I do not sense such focus. I do not sense the DNI's taking a leadership role, though of course he may be operating effectively behind the scenes, concealed from an outsider like myself. (The DNI is in fact largely invisible to the world outside the national security community, and this I take to be another failure of the community's public relations.) I conjecture that the cultural imbalance is stifling effective leadership on the domestic-intelligence front -- the Pentagon's huge budget, its control of the national intelligence agencies, the able and aggressive Secretary of Defense and his able and aggressive Under Secretary for Intelligence, and the FBI's apparent freedom from control by its nominal superiors. We not only have no real domestic intelligence agency; we have no official with sole and comprehensive responsibility for domestic intelligence. It is no surprise that gaps in domestic intelligence are being filled by controversial ad hoc initiatives.
I want, in deference to my audience, to veer briefly into the area of legal policy, and to suggest that the best way to end one of these controversies -- the debate over the propriety of the National Security Agency's conducting electronic surveillance outside the framework of the Foreign Intelligence Surveillance Act -- is for Congress to enact a new statute along different lines from those currently in contemplation.
The Administration is right to point out that FISA, enacted in 1978 -- long before the danger of global terrorism was recognized and electronic surveillance was transformed by the digital revolution -- is dangerously obsolete. It retains value as a framework for monitoring the communications of known terrorists, but it is hopeless as a framework for detecting terrorists. It requires that surveillance be conducted pursuant to warrants based on probable cause to believe that the target of surveillance is a terrorist, when the desperate need is to find out who is a terrorist.
Critics point out that surveillance not cabined by a probable-cause requirement produces many false positives (intercepts that prove upon investigation to have no intelligence value). That is not a sound criticism. National security intelligence is, as I said earlier, a search for the needle in a haystack. The intelligence services must cast a wide net with a fine mesh to catch the clues that may enable the next attack to be prevented. The NSA's initial trolling for clues is done by computer search programs, which do not invade privacy because search programs arenot sentient beings. The programs pick out a tiny percentage of communications to be read by (human) intelligence officers, and a small subset of these will turn out to have intelligence value and spur an investigation. Some of them may be communications to which a U.S. citizen is a party.
The civil liberties concerns that revelation of the NSA's program has aroused can be allayed without gutting the program. Not, however, by relaxing while retaining the standard for obtaining a warrant. Instead of requiring probable cause to believe the target a terrorist, FISA could be amended to require merely reasonable suspicion. But even that would be too restrictive. And the lower the standard for getting a warrant, the less of a filter a warrant requirement creates. If all that the government is required to state in its application is that it thinks an interception might yield intelligence information, judges will have no basis for refusing to grant the application.
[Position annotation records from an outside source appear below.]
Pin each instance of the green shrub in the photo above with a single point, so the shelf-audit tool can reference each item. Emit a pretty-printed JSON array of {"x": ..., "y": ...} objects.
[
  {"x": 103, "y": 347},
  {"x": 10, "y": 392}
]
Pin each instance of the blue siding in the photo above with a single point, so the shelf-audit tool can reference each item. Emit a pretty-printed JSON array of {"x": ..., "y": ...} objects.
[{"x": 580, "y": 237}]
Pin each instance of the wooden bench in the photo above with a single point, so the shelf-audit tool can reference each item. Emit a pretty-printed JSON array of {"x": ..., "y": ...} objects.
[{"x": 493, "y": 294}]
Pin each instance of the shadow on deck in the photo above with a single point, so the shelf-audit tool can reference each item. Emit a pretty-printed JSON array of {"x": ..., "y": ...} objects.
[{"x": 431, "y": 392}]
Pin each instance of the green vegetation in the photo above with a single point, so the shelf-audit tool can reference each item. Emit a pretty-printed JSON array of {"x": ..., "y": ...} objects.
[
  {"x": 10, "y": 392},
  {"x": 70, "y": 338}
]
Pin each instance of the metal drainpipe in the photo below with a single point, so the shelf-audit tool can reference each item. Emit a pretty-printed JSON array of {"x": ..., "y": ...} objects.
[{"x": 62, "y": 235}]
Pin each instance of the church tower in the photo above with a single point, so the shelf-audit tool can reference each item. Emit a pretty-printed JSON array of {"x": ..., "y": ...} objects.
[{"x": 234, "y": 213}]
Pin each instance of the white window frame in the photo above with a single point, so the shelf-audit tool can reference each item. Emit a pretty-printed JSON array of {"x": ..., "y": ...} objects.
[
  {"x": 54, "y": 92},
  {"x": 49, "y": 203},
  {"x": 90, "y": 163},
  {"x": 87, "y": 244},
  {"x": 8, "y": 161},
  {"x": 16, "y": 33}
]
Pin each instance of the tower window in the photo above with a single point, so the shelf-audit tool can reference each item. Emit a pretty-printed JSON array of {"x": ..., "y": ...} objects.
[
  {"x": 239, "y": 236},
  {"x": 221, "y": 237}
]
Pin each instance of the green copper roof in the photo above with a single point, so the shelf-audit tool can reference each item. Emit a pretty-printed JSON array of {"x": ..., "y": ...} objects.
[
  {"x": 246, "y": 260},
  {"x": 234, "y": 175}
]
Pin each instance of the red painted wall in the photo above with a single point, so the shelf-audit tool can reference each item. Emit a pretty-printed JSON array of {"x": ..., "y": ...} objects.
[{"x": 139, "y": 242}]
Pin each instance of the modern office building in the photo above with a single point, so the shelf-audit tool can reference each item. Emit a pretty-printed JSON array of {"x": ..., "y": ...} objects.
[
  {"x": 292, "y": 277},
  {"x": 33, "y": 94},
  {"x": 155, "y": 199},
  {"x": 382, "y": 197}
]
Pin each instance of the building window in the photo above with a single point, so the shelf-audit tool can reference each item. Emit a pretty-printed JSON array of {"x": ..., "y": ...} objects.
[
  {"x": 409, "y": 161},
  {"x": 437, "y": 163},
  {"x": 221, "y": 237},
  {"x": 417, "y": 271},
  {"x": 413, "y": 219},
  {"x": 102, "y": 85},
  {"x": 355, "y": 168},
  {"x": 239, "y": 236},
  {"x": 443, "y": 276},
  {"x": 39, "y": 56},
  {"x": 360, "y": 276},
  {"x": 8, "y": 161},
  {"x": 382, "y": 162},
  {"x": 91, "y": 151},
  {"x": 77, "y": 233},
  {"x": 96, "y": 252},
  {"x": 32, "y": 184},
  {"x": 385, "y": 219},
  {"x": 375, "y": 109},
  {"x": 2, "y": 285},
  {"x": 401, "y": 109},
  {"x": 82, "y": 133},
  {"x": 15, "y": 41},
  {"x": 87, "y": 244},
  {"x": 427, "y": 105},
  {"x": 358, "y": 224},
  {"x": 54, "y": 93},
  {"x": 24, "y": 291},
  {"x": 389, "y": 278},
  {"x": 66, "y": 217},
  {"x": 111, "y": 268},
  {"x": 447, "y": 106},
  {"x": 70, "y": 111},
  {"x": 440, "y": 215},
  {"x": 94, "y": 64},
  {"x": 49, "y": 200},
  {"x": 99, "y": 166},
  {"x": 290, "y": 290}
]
It is a mistake to think that the only way to prevent abuses of the NSA's surveillance program is by requiring warrants. Congress could enact a statute that would subject warrantless electronic surveillance to effective oversight and specific legal controls. The statute might, for example, create a steering committee for national security electronic surveillance composed of the Attorney General, the Director of National Intelligence, the Secretary of Homeland Security (chairman), and a senior or retired federal judge or Justice appointed by the Chief Justice of the United States. The committee would monitor all such surveillance to assure compliance with the Constitution and laws.
The NSA could be required to submit to the FISA court, every six months, a list of the names and other identifying information of all persons whose communications had been intercepted without a warrant in the previous six months, with a brief statement of why these individuals had been targeted.
If the court concluded that an interception had been inappropriate, it would so report to the steering committee and the congressional intelligence committees.
The statute would authorize "national security electronic surveillance"
outside FISA's existing framework, provided that Congress declared a national emergency and the President certified that such surveillance was necessary in the national interest. Warrants would continue to be required for all physical searches and for all electronic surveillance for which FISA's existing probable-cause requirement could be satisfied. "National security" would be defined narrowly, excluding "ecoterrorism,"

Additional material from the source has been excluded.